Just now while channel-surfing, I happened upon a segment about an excursion train somewhere in New England. What "caught my ear" was the chef in the kitchen car remarking that the car was "Army Surplus" from the 1940's. I was thinking about buying one of these before I heard that

http://www.modeltrainstuff.com/Micro-Trains-N-11800010-50-Troop-Kitchen-Car-DOD-p/mtl-11800010.htm


----------



## BrokeCurmudgeon (Feb 8, 2016)

GNfan said:


> Just now while channel-surfing, I happened upon a segment about an excursion train somewhere in New England. What "caught my ear" was the chef in the kitchen car remarking that the car was "Army Surplus" from the 1940's. I was thinking about buying one of these before I heard that
> 
> http://www.modeltrainstuff.com/Micro-Trains-N-11800010-50-Troop-Kitchen-Car-DOD-p/mtl-11800010.htm


I have one that I will leave as Army for my WWII US Army train. Will you repaint and decorate it to fit a surplus civilian car?


----------



## GNfan (Jun 3, 2016)

*Re-purposing troop cars*

If I were to buy one (and I haven't decided yet) I'd run it "as is" with my "McKinley Explorer" Great Domes and say I'd get around to repainting "someday". I brought it up because with all of the talk here recently about branchline passenger service, "tertiary" trains like GN's "Cascadian", and steam-powered present-day excursion trains I thought it might be of interest to others that re-purposing WWII troop transport cars (which are available in n-scale) after the Army was finished with them did happen. One of my rules is "if a prototype railroad did it, it's fair game on your railroad".

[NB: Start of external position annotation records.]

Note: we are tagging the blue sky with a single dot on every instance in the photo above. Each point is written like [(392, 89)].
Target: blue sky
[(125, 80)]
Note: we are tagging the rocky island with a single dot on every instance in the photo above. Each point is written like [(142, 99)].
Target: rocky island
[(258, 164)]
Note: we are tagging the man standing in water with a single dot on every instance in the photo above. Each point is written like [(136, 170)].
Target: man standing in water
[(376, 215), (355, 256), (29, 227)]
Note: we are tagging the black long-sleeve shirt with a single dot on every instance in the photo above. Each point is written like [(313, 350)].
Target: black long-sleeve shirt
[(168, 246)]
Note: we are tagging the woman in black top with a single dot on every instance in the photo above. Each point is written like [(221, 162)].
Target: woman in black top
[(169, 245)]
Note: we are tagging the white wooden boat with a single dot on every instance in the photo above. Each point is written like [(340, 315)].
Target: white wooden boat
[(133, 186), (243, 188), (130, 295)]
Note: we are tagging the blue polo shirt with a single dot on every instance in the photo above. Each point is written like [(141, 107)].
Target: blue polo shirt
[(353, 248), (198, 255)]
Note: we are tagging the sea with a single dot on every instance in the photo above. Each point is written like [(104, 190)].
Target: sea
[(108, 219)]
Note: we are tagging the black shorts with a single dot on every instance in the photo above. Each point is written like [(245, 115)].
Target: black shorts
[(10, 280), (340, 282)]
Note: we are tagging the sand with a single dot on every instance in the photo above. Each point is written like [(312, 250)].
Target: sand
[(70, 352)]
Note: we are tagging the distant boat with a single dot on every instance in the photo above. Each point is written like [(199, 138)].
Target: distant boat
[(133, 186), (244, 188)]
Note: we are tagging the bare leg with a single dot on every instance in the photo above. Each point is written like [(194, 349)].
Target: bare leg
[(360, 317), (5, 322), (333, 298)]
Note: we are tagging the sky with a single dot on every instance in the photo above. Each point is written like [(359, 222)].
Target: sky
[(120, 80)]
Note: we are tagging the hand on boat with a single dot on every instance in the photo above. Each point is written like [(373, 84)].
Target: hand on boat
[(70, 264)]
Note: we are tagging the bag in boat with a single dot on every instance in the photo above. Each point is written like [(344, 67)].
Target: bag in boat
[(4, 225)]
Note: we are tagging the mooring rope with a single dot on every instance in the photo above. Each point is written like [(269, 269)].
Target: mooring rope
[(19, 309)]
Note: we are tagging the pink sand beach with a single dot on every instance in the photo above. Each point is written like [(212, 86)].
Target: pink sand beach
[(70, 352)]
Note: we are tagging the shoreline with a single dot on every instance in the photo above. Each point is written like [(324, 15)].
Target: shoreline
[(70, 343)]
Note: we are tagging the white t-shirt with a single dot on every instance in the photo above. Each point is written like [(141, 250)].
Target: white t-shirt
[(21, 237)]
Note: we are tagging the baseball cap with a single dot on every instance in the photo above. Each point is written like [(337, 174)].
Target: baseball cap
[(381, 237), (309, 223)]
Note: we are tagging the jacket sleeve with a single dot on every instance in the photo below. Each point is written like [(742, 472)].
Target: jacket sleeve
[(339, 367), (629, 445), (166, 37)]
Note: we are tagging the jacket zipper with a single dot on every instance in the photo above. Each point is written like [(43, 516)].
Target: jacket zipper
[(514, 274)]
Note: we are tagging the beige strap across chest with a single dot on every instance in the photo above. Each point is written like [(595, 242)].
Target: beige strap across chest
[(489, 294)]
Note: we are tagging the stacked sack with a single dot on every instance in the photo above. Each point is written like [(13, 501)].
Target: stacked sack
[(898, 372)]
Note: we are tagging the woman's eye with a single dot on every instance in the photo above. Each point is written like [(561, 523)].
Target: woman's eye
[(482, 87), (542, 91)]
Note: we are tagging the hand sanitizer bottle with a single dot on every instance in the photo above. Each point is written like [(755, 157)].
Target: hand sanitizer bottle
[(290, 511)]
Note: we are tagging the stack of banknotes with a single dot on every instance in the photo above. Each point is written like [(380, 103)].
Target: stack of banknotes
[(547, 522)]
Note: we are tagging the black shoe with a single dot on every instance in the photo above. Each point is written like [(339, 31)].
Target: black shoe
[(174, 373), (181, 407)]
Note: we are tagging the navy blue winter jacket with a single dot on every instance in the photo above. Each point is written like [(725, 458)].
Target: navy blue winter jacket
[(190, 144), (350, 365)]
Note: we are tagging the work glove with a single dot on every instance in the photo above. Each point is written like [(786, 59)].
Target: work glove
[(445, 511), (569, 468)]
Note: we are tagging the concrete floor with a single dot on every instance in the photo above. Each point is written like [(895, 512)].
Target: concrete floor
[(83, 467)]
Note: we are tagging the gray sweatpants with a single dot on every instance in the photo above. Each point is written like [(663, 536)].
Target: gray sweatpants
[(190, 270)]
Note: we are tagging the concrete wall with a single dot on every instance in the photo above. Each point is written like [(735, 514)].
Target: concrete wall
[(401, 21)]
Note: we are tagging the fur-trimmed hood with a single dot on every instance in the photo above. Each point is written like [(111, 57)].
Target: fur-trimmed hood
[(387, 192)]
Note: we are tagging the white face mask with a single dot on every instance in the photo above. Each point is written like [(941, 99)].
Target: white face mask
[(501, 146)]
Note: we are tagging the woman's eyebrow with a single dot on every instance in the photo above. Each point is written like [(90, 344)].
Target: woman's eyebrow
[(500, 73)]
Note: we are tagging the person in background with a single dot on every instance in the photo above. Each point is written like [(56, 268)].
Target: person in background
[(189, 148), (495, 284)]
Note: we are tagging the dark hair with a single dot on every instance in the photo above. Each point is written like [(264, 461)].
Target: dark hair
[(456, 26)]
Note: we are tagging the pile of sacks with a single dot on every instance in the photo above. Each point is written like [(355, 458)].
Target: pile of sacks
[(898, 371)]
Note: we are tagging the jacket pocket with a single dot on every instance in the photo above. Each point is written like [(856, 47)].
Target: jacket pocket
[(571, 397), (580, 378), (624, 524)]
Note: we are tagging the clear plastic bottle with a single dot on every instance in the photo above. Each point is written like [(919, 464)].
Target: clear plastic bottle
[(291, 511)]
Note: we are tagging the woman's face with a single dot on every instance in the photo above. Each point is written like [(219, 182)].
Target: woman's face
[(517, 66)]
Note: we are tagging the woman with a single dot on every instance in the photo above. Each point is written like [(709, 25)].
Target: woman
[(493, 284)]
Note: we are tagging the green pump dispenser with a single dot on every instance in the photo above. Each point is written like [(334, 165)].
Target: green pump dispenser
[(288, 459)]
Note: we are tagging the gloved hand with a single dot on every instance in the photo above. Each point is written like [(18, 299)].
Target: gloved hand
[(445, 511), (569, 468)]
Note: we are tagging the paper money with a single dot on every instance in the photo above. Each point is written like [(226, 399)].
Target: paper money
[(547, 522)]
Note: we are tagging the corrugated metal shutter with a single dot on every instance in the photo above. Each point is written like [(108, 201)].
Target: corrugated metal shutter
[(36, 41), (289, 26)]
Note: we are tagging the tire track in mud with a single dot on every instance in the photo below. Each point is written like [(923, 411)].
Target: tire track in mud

I recently said on another thread that in today's n-scale you either adapt what you want to model to what you can buy or you learn to paint. I'm learning to adapt what I want to model to what I can buy, and decide what is "close enough".


----------



## CTValleyRR (Jul 26, 2014)

GNfan said:


> Just now while channel-surfing, I happened upon a segment about an excursion train somewhere in New England. What "caught my ear" was the chef in the kitchen car remarking that the car was "Army Surplus" from the 1940's. I was thinking about buying one of these before I heard that
> 
> http://www.modeltrainstuff.com/Micro-Trains-N-11800010-50-Troop-Kitchen-Car-DOD-p/mtl-11800010.htm


That sounds like the Colonial Hearth kitchen car which runs as part of the Dinner Train at the Essex Steam Train. It is a converted US Army troop kichen car, although it doesn't look much like that one you linked to.


----------